The U.S. Department of Energy (DOE) recently awarded $199 million to fund 25 projects focused on developing zero-emission vehicles, as well as the infrastructure to power them. The announcement, made by both Vice President Kamala Harris and U.S. Secretary of Energy Jennifer Granholm, included more than $127 for the DOE’s SuperTruck 3 program.
Initially launched by the DOE’s Office of Energy Efficiency and Renewable Energy in 2009, the SuperTruck Initiative’s goal was to improve heavy-duty truck freight efficiency by 50%, which it did — by more than double. While SuperTruck 2 aimed to double fuel efficiency for Class 8 trucks, the most current iteration, SuperTruck 3, will work to improve medium- and heavy-duty truck efficiencies and reduce emissions of freight transportation.
The SuperTruck 3 program will work to improve medium- and heavy-duty truck efficiencies and reduce freight transportation emissions.
“As America’s solutions department, DOE is working with manufacturers and industry partners to reimagine vehicle transportation across the country to achieve our climate goals—from lowering carbon emissions to increasing efficiency and affordability,” said Secretary Granholm. “This investment and the innovations that come from it will help shape our clean energy future and strengthen domestic manufacturing that support good-paying careers for hardworking Americans.”

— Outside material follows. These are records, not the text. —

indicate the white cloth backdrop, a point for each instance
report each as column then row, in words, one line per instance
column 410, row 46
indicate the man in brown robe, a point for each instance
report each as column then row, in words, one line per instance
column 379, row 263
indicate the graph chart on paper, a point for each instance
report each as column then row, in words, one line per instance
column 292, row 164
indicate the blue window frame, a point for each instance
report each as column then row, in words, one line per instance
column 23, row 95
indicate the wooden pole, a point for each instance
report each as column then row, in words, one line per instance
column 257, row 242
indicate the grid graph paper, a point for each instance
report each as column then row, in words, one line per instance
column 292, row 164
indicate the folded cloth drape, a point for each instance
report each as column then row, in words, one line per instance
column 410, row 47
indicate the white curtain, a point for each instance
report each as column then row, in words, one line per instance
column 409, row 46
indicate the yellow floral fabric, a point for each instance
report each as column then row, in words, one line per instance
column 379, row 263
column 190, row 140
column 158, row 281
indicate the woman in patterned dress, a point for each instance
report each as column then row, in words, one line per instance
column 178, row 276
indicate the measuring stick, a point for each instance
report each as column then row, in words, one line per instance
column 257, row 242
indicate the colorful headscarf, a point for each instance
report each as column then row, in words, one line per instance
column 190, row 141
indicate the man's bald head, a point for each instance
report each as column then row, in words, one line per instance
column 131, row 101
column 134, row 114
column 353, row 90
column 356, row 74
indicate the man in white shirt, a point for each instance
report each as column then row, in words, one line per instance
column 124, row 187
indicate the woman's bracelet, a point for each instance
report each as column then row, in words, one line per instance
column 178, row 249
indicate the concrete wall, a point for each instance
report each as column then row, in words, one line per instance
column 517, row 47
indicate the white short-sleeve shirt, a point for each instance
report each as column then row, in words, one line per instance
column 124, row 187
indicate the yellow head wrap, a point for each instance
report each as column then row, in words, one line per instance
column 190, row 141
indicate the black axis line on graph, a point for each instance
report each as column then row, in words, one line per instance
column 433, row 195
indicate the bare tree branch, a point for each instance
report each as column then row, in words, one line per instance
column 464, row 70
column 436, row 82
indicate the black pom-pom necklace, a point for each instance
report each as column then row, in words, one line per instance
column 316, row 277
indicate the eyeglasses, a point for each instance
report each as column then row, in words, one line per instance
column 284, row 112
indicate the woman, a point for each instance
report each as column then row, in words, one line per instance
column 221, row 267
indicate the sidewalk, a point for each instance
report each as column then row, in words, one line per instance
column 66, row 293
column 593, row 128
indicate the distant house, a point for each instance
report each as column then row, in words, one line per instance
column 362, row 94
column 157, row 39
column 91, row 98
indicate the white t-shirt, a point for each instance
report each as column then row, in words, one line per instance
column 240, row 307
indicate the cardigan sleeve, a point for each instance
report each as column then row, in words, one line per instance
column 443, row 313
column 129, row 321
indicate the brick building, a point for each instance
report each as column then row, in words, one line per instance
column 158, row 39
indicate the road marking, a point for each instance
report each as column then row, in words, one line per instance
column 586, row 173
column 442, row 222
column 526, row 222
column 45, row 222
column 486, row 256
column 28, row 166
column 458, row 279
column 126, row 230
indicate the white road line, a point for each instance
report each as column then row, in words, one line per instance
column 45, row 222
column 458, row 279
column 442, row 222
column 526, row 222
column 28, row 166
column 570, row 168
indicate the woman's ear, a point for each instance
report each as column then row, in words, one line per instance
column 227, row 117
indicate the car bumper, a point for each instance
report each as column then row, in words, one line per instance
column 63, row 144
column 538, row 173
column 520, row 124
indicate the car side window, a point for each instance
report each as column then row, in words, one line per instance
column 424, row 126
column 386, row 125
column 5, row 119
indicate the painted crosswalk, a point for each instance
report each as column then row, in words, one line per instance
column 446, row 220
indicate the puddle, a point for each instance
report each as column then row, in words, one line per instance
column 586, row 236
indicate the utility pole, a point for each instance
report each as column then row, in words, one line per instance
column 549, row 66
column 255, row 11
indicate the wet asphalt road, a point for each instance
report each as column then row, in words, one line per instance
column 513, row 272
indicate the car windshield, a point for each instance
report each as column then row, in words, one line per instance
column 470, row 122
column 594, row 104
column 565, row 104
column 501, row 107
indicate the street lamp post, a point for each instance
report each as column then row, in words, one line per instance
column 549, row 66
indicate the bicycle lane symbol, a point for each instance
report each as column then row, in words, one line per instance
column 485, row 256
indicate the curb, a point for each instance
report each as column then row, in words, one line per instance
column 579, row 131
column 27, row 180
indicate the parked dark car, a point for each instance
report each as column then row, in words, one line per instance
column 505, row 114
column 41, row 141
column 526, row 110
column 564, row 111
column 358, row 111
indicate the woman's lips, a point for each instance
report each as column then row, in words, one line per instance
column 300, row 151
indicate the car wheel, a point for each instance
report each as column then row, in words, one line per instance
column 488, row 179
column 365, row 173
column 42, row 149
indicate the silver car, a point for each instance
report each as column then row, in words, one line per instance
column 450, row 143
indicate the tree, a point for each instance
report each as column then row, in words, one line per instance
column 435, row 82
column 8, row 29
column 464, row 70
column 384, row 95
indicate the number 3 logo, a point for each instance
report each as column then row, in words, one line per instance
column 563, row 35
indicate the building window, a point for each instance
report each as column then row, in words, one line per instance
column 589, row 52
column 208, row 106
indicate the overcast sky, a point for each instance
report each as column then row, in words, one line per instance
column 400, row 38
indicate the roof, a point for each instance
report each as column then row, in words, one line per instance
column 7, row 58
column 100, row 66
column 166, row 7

The SuperTruck 3 program will assist five commercial vehicles manufacturers to develop battery-electric and fuel cell medium- and heavy-duty trucks and freight system solutions. The separate projects will be funded over five years with the OEMs matching federal funding:
- PACCAR was awarded $32,971,041 to develop 18 Class 8 battery-electric and fuel cell vehicles with advanced batteries, as well as a megawatt charging station.
- Volvo Group North America was awarded $18,070,333 to develop a 400-mile-range Class 8 battery-electric tractor-trailer with advanced aerodynamics, electric braking, EV optimized tires, automation, and route planning, as well as a megawatt charging station.
- Daimler Trucks North America was awarded $25,791,669 to develop and demonstrate two Class 8 fuel cell trucks with 600-mile range and 25,000-hour durability, as well as equivalent payload capacity and range to diesel.
- Ford Motor Company was awarded $24,952,314 to develop and demonstrate five hydrogen fuel cell electric Class 6 Super Duty trucks, while targeting cost, payload, towing, and refueling times equivalent to conventional gasoline trucks.
- General Motors was awarded $26,061,726 to develop and demonstrate four hydrogen fuel cell and four battery-electric Class 4-6 trucks, while also focusing on the development of clean hydrogen via electrolysis and clean power for fast charging.
Five OEMs will receive funding over five years to develop battery-electric and fuel cell trucks, and freight system solutions.
“Inaction is not an option. As market-leader, we are in the driver seat to bring new, clean trucking solutions to market. We remain laser-focused on our goal to electrify our trucks and to help build the necessary infrastructure,” says Dr. Rainer Müller-Finkeldei, DTNA’s senior vice president of engineering and technology, in a recent press release. “Through DOE’s SuperTruck 3 program, we will be able to more quickly investigate high-risk, high-reward technologies to clear the technical pathway for their development and potential integration in series production, for the mutual benefit of our environment and our society.”